Furthermore, EV subsidies primarily benefit Democrat-run states. Eight of the top ten states for EV sales are states represented by two Democrat Senators. Of the 250,000 all-electric vehicles sold in the U.S. in 2020, according to data from the Alliance for Automotive Innovation, Californians alone accounted for over 93,000 EVs purchases. For comparison, West Virginia had only 195 EVs registered in 2020.
The IRA’s green new deal subsidies are bad policy and are costing Americans exponentially more each day. In this way, their repeal would be ideal as both a way to bring parity to the U.S. energy sector and to pay for tax cuts for all Americans.
One of the cost estimates featured comes from The CATO Institute’s March 2025 report on The Budgetary Cost of the Inflation Reduction Act’s Energy Subsidies. The paper warns leaving IRA subsidies in place could balloon to $4.7 trillion by 2050.
Joshua Loucks, one of the paper’s co-authors, joined District of Conservation to discuss his study and analyze the language being floated for the Trump-endorsed “One Big Beautiful Bill.”
Not only would keeping the IRA be costly, it has no impact on emissions or the environment. SHOCKER. Per the CATO report: “As shown in Figure A1, the EIA’s reference case projects that all-sector CO2 emissions in the United States will decrease by 0.7 percent annually through 2050. In comparison, in the absence of the IRA, emissions would decline by 0.4 percent annually.”
Joshua broke down the report and previewed the forthcoming reconciliation battle on the podcast. Give it a listen and share please!
Great article.
A series of wildfires can cancel out any purported CO2 reduction as well 😡🤦
Nicely done, ma’am. Thank you!
I am struck by your conclusion: “Not only would keeping the IRA be costly, it has no impact on emissions or the environment. SHOCKER. Per the CATO report: “As shown in Figure A1, the EIA’s reference case projects that all-sector CO2 emissions in the United States will decrease by 0.7 percent annually through 2050. In comparison, in the absence of the IRA, emissions would decline by 0.4 percent annually.”

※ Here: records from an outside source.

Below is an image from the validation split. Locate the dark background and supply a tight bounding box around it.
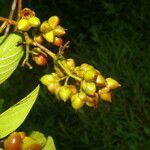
[0,0,150,150]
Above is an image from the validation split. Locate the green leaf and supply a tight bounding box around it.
[0,33,23,84]
[30,131,46,147]
[0,85,40,139]
[0,35,6,45]
[42,136,56,150]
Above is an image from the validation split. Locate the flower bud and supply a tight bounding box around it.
[53,26,66,37]
[4,132,22,150]
[81,81,96,96]
[32,54,48,66]
[40,73,59,86]
[48,16,60,29]
[53,37,63,47]
[21,137,42,150]
[106,78,121,90]
[40,21,51,33]
[84,69,97,81]
[71,92,86,110]
[28,17,41,28]
[58,86,72,102]
[43,31,54,43]
[47,82,61,94]
[96,74,106,87]
[17,19,31,31]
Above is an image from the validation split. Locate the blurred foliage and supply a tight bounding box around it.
[0,0,150,150]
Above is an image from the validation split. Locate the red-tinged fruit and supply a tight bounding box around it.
[4,132,22,150]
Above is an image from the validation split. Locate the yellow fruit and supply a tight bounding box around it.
[100,92,112,102]
[43,31,54,43]
[71,92,86,110]
[96,74,106,87]
[57,86,72,102]
[28,17,41,28]
[84,69,97,81]
[40,21,52,33]
[47,82,61,94]
[48,16,60,29]
[17,19,31,31]
[53,37,63,47]
[21,136,42,150]
[81,80,96,96]
[40,73,59,86]
[106,78,121,90]
[53,26,66,37]
[66,58,75,71]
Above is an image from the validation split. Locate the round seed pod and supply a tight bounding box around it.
[17,19,31,31]
[48,16,60,29]
[28,17,41,28]
[81,80,96,96]
[106,78,121,90]
[57,86,72,102]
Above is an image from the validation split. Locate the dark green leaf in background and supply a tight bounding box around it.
[0,86,39,139]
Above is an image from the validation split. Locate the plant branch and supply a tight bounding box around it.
[4,0,17,35]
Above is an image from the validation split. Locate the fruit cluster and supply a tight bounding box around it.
[4,132,43,150]
[40,59,121,110]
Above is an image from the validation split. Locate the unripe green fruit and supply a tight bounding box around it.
[84,69,97,81]
[96,74,106,87]
[43,31,54,43]
[58,86,72,102]
[81,81,96,96]
[17,19,31,31]
[28,17,41,28]
[106,78,121,90]
[53,26,66,37]
[4,132,22,150]
[40,21,51,33]
[48,16,60,29]
[21,137,42,150]
[47,82,61,94]
[40,73,59,86]
[71,92,86,110]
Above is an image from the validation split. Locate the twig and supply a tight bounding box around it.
[4,0,17,35]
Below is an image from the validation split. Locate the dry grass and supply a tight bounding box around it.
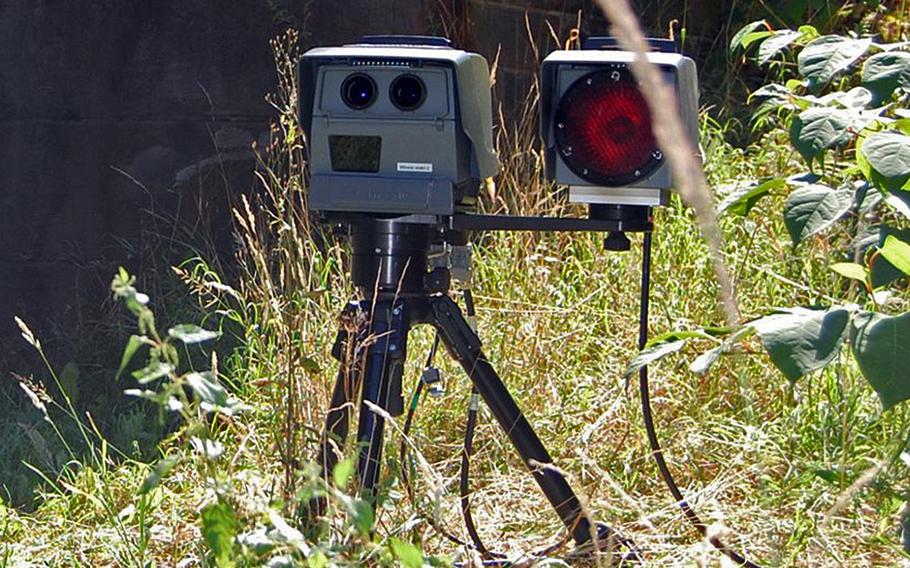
[0,15,910,567]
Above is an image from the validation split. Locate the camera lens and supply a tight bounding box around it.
[389,75,426,110]
[341,73,376,110]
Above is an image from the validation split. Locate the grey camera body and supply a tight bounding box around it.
[299,38,499,215]
[540,43,698,206]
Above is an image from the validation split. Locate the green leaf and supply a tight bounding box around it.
[729,20,768,55]
[758,30,802,65]
[881,235,910,276]
[784,184,853,246]
[138,456,180,495]
[742,30,774,49]
[790,107,854,168]
[812,469,840,483]
[871,225,910,288]
[885,189,910,219]
[114,335,148,380]
[862,130,910,191]
[389,537,423,568]
[645,329,714,349]
[689,326,755,375]
[186,372,230,408]
[269,509,312,556]
[718,178,787,217]
[338,495,374,535]
[751,308,850,382]
[332,458,354,487]
[862,51,910,101]
[828,262,869,283]
[167,323,219,345]
[853,312,910,410]
[201,500,239,567]
[622,339,687,380]
[133,361,174,385]
[190,436,224,460]
[796,35,872,89]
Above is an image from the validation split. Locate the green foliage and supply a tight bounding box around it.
[751,308,850,381]
[784,184,853,246]
[709,23,910,409]
[852,312,910,409]
[200,501,239,568]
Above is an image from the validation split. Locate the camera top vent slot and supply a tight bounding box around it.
[350,58,415,67]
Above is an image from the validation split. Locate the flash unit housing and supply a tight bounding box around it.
[540,37,698,206]
[299,36,499,216]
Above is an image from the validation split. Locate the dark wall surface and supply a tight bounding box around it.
[0,0,432,370]
[0,0,728,375]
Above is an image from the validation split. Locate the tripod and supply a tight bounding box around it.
[319,218,632,556]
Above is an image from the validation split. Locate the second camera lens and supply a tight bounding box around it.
[389,75,426,110]
[341,73,376,110]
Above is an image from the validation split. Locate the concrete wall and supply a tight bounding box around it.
[0,0,728,375]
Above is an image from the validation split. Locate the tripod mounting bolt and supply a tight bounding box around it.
[604,231,632,252]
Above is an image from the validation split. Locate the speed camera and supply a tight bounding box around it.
[299,36,499,215]
[541,38,698,206]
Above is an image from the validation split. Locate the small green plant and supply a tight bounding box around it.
[640,21,910,409]
[626,16,910,551]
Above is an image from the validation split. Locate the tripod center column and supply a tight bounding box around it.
[351,219,432,298]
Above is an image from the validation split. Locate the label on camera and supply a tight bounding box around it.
[398,162,433,174]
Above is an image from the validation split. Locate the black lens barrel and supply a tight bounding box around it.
[341,73,376,110]
[389,74,427,111]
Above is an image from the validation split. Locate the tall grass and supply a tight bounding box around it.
[0,13,910,566]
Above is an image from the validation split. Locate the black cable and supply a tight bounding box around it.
[458,288,505,558]
[398,289,642,567]
[638,233,759,568]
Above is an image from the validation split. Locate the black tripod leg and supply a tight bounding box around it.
[430,296,604,544]
[357,300,409,498]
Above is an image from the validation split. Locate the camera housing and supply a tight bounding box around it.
[540,37,698,206]
[299,36,499,216]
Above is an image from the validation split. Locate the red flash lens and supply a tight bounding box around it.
[556,68,663,187]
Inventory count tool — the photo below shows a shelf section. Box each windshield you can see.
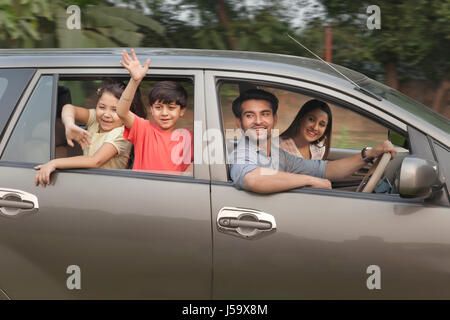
[359,78,450,133]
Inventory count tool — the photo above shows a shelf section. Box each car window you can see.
[55,75,194,176]
[1,76,53,163]
[218,79,409,194]
[219,82,388,150]
[0,69,34,136]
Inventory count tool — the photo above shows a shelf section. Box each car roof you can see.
[0,48,367,84]
[0,48,449,145]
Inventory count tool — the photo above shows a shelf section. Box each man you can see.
[230,89,397,193]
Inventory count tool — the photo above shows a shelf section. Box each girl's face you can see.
[299,109,328,143]
[95,92,122,132]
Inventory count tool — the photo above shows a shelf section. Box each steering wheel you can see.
[356,152,392,193]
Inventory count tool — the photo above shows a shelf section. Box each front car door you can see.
[205,71,450,299]
[0,68,212,299]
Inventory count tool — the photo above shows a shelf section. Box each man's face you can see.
[236,100,277,141]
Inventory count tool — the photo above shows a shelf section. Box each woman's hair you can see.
[280,99,333,159]
[97,78,146,118]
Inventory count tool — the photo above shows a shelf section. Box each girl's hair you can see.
[280,99,333,159]
[97,78,146,118]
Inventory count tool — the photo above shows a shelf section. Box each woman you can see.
[280,99,332,160]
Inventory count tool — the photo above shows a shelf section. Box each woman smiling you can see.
[280,99,332,160]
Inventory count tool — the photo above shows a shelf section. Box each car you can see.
[0,48,450,299]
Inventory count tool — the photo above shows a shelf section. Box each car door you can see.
[205,71,450,299]
[0,69,212,299]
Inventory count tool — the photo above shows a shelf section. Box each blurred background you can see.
[0,0,450,119]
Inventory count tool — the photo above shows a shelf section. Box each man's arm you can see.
[244,167,331,193]
[117,49,150,129]
[61,104,91,150]
[325,140,397,181]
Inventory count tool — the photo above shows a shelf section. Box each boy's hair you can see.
[148,81,187,109]
[232,89,278,119]
[97,78,145,118]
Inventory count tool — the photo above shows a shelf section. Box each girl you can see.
[280,99,332,160]
[35,79,142,187]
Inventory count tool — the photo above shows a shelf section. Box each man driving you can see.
[230,89,397,193]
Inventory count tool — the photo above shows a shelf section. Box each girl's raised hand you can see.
[34,161,56,188]
[120,49,150,81]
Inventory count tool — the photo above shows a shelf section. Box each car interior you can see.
[218,80,409,195]
[55,76,194,176]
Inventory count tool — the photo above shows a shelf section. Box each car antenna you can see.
[287,33,382,101]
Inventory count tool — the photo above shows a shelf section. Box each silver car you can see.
[0,49,450,299]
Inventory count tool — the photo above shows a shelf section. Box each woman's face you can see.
[298,109,328,143]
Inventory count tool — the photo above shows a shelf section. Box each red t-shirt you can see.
[123,115,194,171]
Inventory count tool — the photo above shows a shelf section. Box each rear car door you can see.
[205,71,450,299]
[0,69,212,299]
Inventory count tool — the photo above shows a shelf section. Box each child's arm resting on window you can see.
[34,142,117,188]
[117,49,150,129]
[61,104,91,150]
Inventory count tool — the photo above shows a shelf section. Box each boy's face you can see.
[149,100,186,131]
[95,92,122,132]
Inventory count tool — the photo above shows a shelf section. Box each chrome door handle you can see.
[0,188,39,218]
[217,207,277,239]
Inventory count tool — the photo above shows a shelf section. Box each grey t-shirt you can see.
[229,137,327,189]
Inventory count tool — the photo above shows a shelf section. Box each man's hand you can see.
[34,161,56,188]
[120,49,150,81]
[309,177,331,190]
[66,124,91,150]
[366,140,397,159]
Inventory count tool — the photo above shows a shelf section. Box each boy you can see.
[117,50,193,171]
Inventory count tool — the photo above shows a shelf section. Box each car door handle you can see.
[219,218,272,230]
[217,207,277,239]
[0,188,39,218]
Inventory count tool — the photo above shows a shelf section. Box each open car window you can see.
[54,75,194,176]
[218,80,409,194]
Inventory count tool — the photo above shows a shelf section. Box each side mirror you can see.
[394,157,443,199]
[388,129,408,149]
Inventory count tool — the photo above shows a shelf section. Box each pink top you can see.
[280,138,326,160]
[123,115,194,171]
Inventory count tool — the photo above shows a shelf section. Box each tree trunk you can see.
[432,79,450,113]
[384,61,398,90]
[217,0,237,50]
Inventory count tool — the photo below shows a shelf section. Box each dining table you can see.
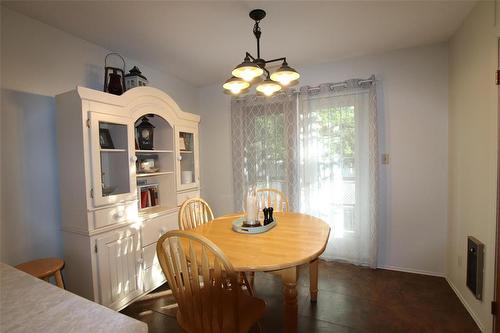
[189,212,330,332]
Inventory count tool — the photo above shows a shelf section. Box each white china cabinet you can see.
[56,87,200,310]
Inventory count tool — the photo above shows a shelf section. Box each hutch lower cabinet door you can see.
[96,228,142,309]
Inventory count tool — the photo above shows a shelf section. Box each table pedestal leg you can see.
[247,272,255,289]
[309,258,318,302]
[279,267,298,332]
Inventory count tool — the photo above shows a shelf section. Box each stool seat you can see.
[15,258,64,289]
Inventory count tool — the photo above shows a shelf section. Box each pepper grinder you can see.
[262,207,269,225]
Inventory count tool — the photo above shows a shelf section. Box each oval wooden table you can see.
[189,212,330,332]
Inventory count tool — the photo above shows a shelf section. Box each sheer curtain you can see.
[231,80,378,267]
[231,93,298,211]
[298,80,378,267]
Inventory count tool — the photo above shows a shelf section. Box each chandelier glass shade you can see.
[222,9,300,96]
[222,76,250,95]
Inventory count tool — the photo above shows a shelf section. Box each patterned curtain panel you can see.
[231,76,378,267]
[231,94,298,211]
[298,80,378,267]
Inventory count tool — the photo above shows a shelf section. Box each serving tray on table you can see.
[233,216,276,234]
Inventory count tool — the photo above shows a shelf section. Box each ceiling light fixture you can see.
[222,9,300,96]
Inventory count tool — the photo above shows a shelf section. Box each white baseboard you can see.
[445,278,485,332]
[377,265,445,277]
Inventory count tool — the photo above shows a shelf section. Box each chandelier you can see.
[222,9,300,96]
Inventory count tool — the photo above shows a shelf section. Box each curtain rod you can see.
[233,75,376,101]
[307,75,375,90]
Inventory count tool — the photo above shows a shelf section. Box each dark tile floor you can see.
[122,262,480,333]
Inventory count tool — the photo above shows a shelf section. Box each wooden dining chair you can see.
[179,198,214,230]
[178,198,254,296]
[156,230,266,333]
[256,188,289,212]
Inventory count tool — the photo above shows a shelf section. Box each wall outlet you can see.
[382,154,389,164]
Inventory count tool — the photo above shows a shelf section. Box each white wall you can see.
[199,44,448,275]
[446,1,500,332]
[0,6,198,264]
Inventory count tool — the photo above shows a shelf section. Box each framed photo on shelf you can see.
[99,128,115,149]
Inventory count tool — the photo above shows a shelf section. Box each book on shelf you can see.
[139,185,160,209]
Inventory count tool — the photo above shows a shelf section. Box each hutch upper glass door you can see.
[177,128,200,190]
[90,112,136,206]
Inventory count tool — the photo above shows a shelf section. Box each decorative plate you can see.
[233,216,276,234]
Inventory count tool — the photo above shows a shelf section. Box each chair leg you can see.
[309,258,318,303]
[241,272,255,296]
[54,271,64,289]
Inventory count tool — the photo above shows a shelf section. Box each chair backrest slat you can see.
[179,198,214,230]
[256,188,289,212]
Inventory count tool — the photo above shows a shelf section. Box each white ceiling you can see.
[3,1,475,86]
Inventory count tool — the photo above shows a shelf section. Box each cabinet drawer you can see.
[94,201,138,229]
[142,243,160,268]
[142,213,179,246]
[177,190,200,206]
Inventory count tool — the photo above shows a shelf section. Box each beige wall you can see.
[0,5,198,264]
[447,1,500,332]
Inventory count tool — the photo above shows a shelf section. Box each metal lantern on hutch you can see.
[104,53,125,95]
[223,9,300,96]
[125,66,148,90]
[135,116,155,150]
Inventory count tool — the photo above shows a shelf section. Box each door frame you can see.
[491,38,500,333]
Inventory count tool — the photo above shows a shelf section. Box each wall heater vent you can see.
[467,236,484,300]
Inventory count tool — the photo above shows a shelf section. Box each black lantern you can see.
[104,53,125,95]
[135,116,155,150]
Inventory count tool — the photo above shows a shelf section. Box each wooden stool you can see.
[16,258,64,289]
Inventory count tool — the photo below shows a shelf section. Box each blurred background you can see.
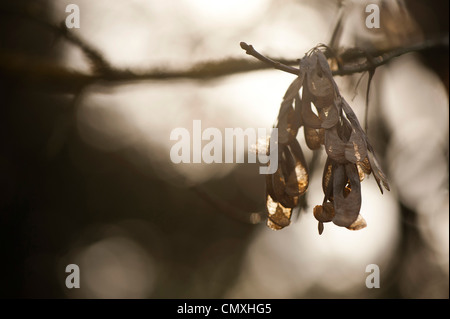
[0,0,449,298]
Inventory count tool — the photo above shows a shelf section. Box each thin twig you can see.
[240,35,448,76]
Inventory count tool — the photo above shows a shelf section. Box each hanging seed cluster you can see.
[266,48,389,234]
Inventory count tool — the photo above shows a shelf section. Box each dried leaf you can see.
[347,214,367,230]
[283,70,305,101]
[313,202,335,223]
[367,152,390,194]
[266,195,292,230]
[345,130,367,163]
[277,100,294,144]
[319,103,339,129]
[333,164,361,227]
[303,126,325,150]
[307,51,335,109]
[286,139,309,196]
[302,87,322,129]
[322,157,333,200]
[325,127,348,164]
[318,222,323,235]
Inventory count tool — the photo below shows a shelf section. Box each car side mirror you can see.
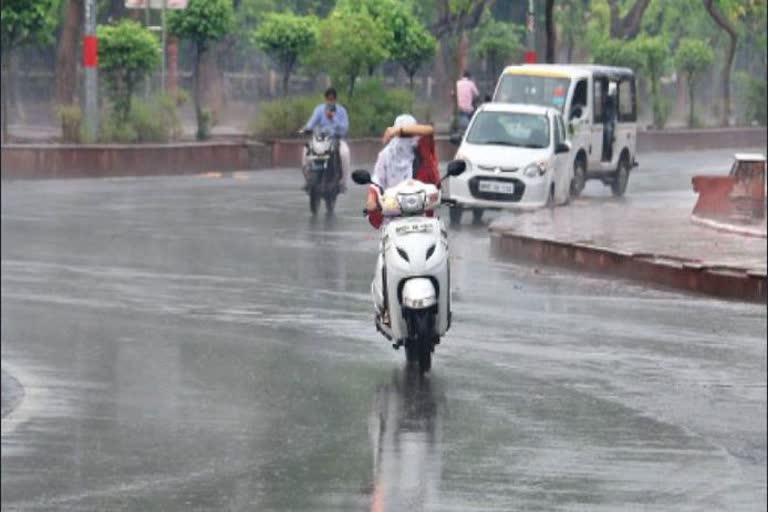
[448,160,467,176]
[570,107,584,121]
[352,169,371,185]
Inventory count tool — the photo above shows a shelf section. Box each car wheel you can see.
[571,157,587,199]
[546,183,555,208]
[611,155,629,197]
[448,206,464,227]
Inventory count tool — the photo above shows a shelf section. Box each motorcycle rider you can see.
[366,114,440,325]
[302,87,351,192]
[366,114,440,229]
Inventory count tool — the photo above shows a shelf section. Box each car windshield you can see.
[494,75,571,112]
[467,112,549,149]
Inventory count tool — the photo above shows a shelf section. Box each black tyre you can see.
[448,206,464,227]
[309,186,320,217]
[419,342,432,373]
[571,157,587,199]
[546,183,555,208]
[325,194,336,217]
[405,311,435,373]
[611,155,629,197]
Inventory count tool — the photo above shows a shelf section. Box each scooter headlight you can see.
[397,190,427,213]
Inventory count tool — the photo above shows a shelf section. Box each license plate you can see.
[477,180,515,194]
[395,223,432,235]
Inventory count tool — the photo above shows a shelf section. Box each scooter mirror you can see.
[352,169,371,185]
[448,160,467,176]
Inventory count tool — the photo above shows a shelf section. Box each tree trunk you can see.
[283,66,291,97]
[56,0,83,105]
[704,0,738,126]
[199,43,224,124]
[193,45,206,140]
[688,74,694,128]
[544,0,557,64]
[608,0,651,39]
[0,50,11,142]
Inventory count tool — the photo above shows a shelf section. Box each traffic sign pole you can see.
[83,0,99,140]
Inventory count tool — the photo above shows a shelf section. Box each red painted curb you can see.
[0,127,766,179]
[491,230,766,302]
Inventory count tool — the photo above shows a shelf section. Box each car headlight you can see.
[454,153,472,173]
[397,190,427,213]
[523,162,547,178]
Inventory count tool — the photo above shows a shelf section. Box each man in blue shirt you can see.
[303,87,350,192]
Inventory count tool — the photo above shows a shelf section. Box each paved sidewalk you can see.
[492,191,767,273]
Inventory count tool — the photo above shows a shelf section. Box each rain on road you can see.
[2,151,766,512]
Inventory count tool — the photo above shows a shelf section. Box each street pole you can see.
[83,0,99,141]
[160,0,168,94]
[525,0,536,64]
[144,0,152,98]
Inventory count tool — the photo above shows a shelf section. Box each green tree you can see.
[675,38,715,127]
[634,36,669,129]
[168,0,234,139]
[0,0,58,141]
[472,19,525,79]
[389,11,437,90]
[313,9,389,96]
[96,19,160,124]
[252,13,318,94]
[592,39,643,70]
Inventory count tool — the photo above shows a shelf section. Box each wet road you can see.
[2,148,766,512]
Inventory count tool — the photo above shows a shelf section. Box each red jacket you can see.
[368,135,440,229]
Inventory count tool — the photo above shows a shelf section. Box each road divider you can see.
[491,228,766,302]
[0,127,766,179]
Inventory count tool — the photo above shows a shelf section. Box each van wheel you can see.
[571,157,587,199]
[448,206,464,227]
[611,154,629,197]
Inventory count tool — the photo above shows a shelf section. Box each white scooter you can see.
[352,161,466,372]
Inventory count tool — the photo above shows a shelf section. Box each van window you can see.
[494,75,571,112]
[553,116,565,147]
[571,79,587,109]
[619,80,637,123]
[592,78,605,123]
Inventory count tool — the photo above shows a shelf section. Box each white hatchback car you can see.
[443,103,573,224]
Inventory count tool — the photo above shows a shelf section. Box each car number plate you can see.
[395,223,432,235]
[477,180,515,194]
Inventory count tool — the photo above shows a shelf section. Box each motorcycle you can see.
[302,129,341,216]
[352,160,466,373]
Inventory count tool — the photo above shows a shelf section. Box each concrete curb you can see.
[0,368,24,418]
[491,229,766,303]
[691,215,768,238]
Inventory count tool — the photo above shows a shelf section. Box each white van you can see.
[493,64,637,197]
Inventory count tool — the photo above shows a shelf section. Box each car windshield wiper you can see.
[481,140,520,146]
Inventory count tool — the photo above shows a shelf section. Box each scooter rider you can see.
[366,114,440,325]
[302,87,350,192]
[366,114,440,229]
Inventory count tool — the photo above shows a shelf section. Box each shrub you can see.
[251,80,414,137]
[56,104,83,144]
[99,93,186,144]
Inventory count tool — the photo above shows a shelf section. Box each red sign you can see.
[83,36,99,68]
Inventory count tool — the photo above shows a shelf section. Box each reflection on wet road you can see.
[2,152,766,512]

Here is my conundrum. CATO is considered by some to be a biased source. While I don’t necessarily disagree with their results, are you aware of any peer-reviewed studies conducted independently that confirm CATO’s results? I’ve seen some stuff by B. Lonborg that would agree, but nothing in the literature. Can you employ the resources available to you through IWF or others to do a rigorous literature search?
Assuming that in fact CATO’s results are correct, the other half of my conundrum is straightforward: if the program produces negative results, that is, an increase in emissions, why was it pursued in the first place? Did the Biden Administration, the EPA, or other responsible federal agency ask the question, “gosh, will this work and what effect will it have?” This seems to be such a fundamental question that it beggars the imagination to believe it wasn’t asked!
Thank you very much for your great work ma’am. Please keep the hits coming!